O dia que os gestores de carreira do Ministério do Trabalho, em Brasilia, deixarem de fazer politica partidária ou forem responsabilizados por por suas gestões inconsequente, certamente começaremos a ter um diminuição nessa chaga que o trabalho escravo no Brasil.
É lamentável saber que pessoas como esse fazendeiro confessam o crime explicitamente "Antes, moravam em barracos, poderia até não ter um banheiro de alvenaria, mas eles tinham algo. Agora não vão ter onde morar. E nem o que comer”, e mesmo assim ficam praticamente impunes, pois, em breve estará escravizando outras pessoas. Leis devem mudar.
Proposta de Emenda Constitucional 438, a PEC do Trabalho Escravo
Para aprovar uma PEC como essa, o precisa parar de colocar coronéis e jagunços nos legislativos, executivos e judiciários!

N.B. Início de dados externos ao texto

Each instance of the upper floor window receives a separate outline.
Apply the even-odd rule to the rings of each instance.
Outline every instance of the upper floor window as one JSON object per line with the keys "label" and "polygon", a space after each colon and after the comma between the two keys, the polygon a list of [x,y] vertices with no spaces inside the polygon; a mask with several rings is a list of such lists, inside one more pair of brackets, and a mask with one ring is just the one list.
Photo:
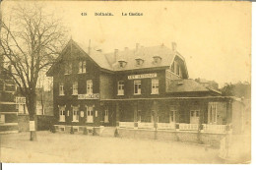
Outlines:
{"label": "upper floor window", "polygon": [[124,95],[124,82],[123,81],[118,81],[117,95]]}
{"label": "upper floor window", "polygon": [[152,94],[158,94],[160,92],[160,83],[158,79],[152,79]]}
{"label": "upper floor window", "polygon": [[5,115],[4,114],[0,114],[0,123],[1,124],[5,123]]}
{"label": "upper floor window", "polygon": [[104,111],[104,123],[108,123],[109,120],[108,120],[108,109],[106,108],[105,111]]}
{"label": "upper floor window", "polygon": [[141,94],[142,88],[141,88],[141,80],[135,80],[134,81],[134,94]]}
{"label": "upper floor window", "polygon": [[161,61],[160,56],[154,56],[153,59],[154,59],[154,64],[160,64]]}
{"label": "upper floor window", "polygon": [[70,75],[72,73],[72,63],[66,63],[65,65],[65,75]]}
{"label": "upper floor window", "polygon": [[73,95],[77,95],[78,94],[78,83],[75,82],[73,84]]}
{"label": "upper floor window", "polygon": [[59,121],[65,122],[65,107],[64,106],[59,107]]}
{"label": "upper floor window", "polygon": [[144,63],[144,60],[141,58],[137,58],[136,60],[136,66],[141,66]]}
{"label": "upper floor window", "polygon": [[64,85],[63,84],[59,85],[59,95],[64,95]]}
{"label": "upper floor window", "polygon": [[180,67],[180,65],[176,61],[174,61],[172,63],[170,70],[175,75],[181,76],[181,67]]}
{"label": "upper floor window", "polygon": [[72,122],[79,122],[79,112],[78,107],[73,106],[73,121]]}
{"label": "upper floor window", "polygon": [[93,81],[92,80],[87,81],[87,93],[88,94],[93,93]]}
{"label": "upper floor window", "polygon": [[217,103],[210,102],[208,104],[208,123],[216,124],[217,123]]}
{"label": "upper floor window", "polygon": [[179,65],[177,64],[177,67],[176,67],[176,75],[178,75],[179,76]]}
{"label": "upper floor window", "polygon": [[85,60],[79,62],[79,73],[87,73],[87,62]]}
{"label": "upper floor window", "polygon": [[87,123],[94,123],[93,107],[87,108]]}

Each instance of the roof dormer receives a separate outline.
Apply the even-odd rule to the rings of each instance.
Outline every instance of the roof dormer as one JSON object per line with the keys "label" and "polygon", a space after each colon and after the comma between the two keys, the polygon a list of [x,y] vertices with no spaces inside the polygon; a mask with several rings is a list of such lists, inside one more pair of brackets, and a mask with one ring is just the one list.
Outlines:
{"label": "roof dormer", "polygon": [[153,57],[153,63],[154,64],[160,64],[160,61],[161,61],[161,57],[160,56],[154,56]]}
{"label": "roof dormer", "polygon": [[144,63],[144,60],[142,58],[136,58],[136,66],[142,66]]}
{"label": "roof dormer", "polygon": [[118,64],[120,68],[125,68],[125,66],[127,65],[127,62],[123,59],[118,60]]}

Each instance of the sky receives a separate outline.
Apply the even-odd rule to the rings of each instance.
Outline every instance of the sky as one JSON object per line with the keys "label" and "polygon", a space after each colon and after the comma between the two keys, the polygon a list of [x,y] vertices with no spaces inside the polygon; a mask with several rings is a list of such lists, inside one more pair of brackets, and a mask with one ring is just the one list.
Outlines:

O Governo do Estado deveria expulsar esses forasteiros que vem de fora grilam terras de paraenses e os escravizam explorando nossa riqueza maior: nossa floresta.
Conheço as figuras, a fazenda é só um nome, nada produz, as terras são usadas para elaboração de projetos de manejo e a venda dos creditos florestais fomentando o desmatamento ilegal o que lhes rende milhoes de reais de faturamento, enquanto não for proibida a venda de creditos florestais a situação dos desmatamentos não muda.
há mais de 30 anos que exploram aquelas terras e os pobres trabaladores que vivem na região, que bom que desta vez se deram mal, e ainda são abusados tentando justificar seus crimes, mas é bom voltar até lã daqui a tres meses para ver se a situação não é a mesma.